Hello friends, I hope this blog finds you in good spirits and good health!
In 1963 the sleepy fishing village of Armacao de Buzios was nothing more than an out of the way and unknown paradise, a small jetty of peninsula extending into the Atlantic ocean surrounded by picturesque beaches and sea cliffs. At that point the population could not have been more than 500 a number that was mostly made up of small fishing huts and a few pousadas. There was no running water or electricity and only one phone. Since its “discovery” (post indigenous habitation) Buzios was inhabited first by Jesuit missionaries who were displaced by a more disreputable population of pirates. Finally, before turning into a quiet fishing village the peninsula served a slave trade hub during the tripartite atrocities visited upon three continents.
Then came 1964 and a visit by one of the world’s most glamorous silver screen princesses - Brigitte Bardot and her Brazilian boyfriend Bob Zaguri (not to mention inviting a corps of press to come along and snap some photos). From then on Buzios would never be the same. The sleepy fishing village was immediately transformed into a hub for rich tourists from
all over the world and for good reason, Buzios boasts over 300 days of sun per year, pleasant temperatures, unpolluted and clear Atlantic waters as well as over seventeen beaches scalloping a peninsula about a kilometer and a half wide and seven kilometers long. With posh homes, numerous expensive botiques and a nightlife that bumps, the population increases from 8000 to over 100,000 during the summer.
The trip to Buzios was…AMAZING! Since it is moving into winter the massive summer population has significantly dwindled (though the beaches were still packed every day) evidenced by the large number closed businesses on the main street along the water. The main street is lined with beautiful shops selling jewelry and fine clothing as well as another of Buzios’ famous attributes, ice cream! The majority of the visit was spent eating, strolling along the beaches and basking in the warm and invitingly buoyant waters of the Atlantic Ocean. Friday evening was spent enjoying cerveja and caipririnhas and vodka tonics in restaurants overlooking the Atlantic at sunset. We even found a great bar that served huge pizza pockets - pizza fillings (sans marinara) wrapped in a crust somewhere between pizza dough and crepe dough
- and had a ping-pong table! Heaven! Saturday night was spent drinking beers and vodka tonics while playing euchre and a game called banana-grams, a scrabble-like word game without a board where one forms a crossword will letters picked at random.

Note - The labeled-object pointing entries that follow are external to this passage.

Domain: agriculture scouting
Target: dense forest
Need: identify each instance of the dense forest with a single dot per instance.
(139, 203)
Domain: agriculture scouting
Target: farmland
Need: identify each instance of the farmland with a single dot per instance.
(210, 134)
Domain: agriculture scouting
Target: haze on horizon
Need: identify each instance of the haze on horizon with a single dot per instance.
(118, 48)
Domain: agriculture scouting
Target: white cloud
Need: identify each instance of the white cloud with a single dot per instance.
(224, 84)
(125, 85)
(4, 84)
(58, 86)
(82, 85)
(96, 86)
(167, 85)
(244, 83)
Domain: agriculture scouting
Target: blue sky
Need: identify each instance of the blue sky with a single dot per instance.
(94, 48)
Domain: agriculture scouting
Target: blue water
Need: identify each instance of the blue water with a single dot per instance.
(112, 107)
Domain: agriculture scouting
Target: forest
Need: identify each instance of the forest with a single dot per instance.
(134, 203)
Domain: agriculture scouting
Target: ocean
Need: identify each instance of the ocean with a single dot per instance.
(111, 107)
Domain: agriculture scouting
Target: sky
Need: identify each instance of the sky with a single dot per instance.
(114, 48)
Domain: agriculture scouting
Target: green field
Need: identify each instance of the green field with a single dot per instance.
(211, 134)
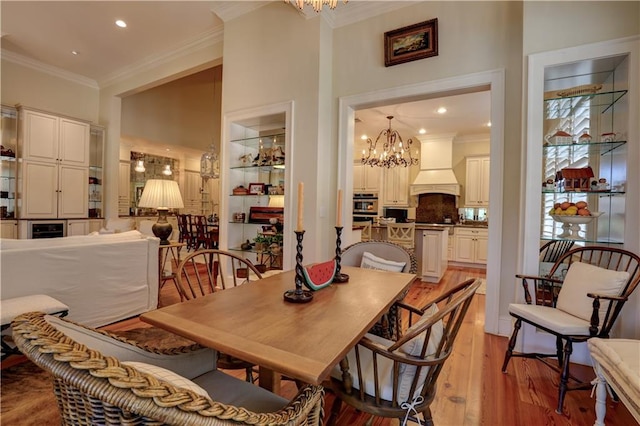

Buzios was a welcome relief from the sensory accosting nature of Rio. Everywhere I go in life I find that cities can be exciting and filled with amazing people, events, smells, tastes and sights. While small, out of the way, former fishing villages turned chic hotspots may have less going for them on a daily basis, I would often rather have less to do. Do not get me wrong, Rio like most amazing metropolis’ is wonderful, but it is an amazingly harsh city with severely detrimental realities of poverty, crime and pollution. I know that living on a small island and pushing these realities out of sight and out of mind does not diminish their frequency but I do not enjoy the fact that two people I have met have been mugged at rusty-knife point. Having to be constantly on-guard of ones valuables, money and, most importantly, safety wears on ones psyche and their ability to truly relax.
Why would one pick to live in such a place when you could live where the only masked invaders are the raccoons whose nefarious activities extend no further than your trash can? Or for that matter, why would one not pick to live in an out of the way fishing village surrounded by seventeen clean beaches with pristine Atlantic waters?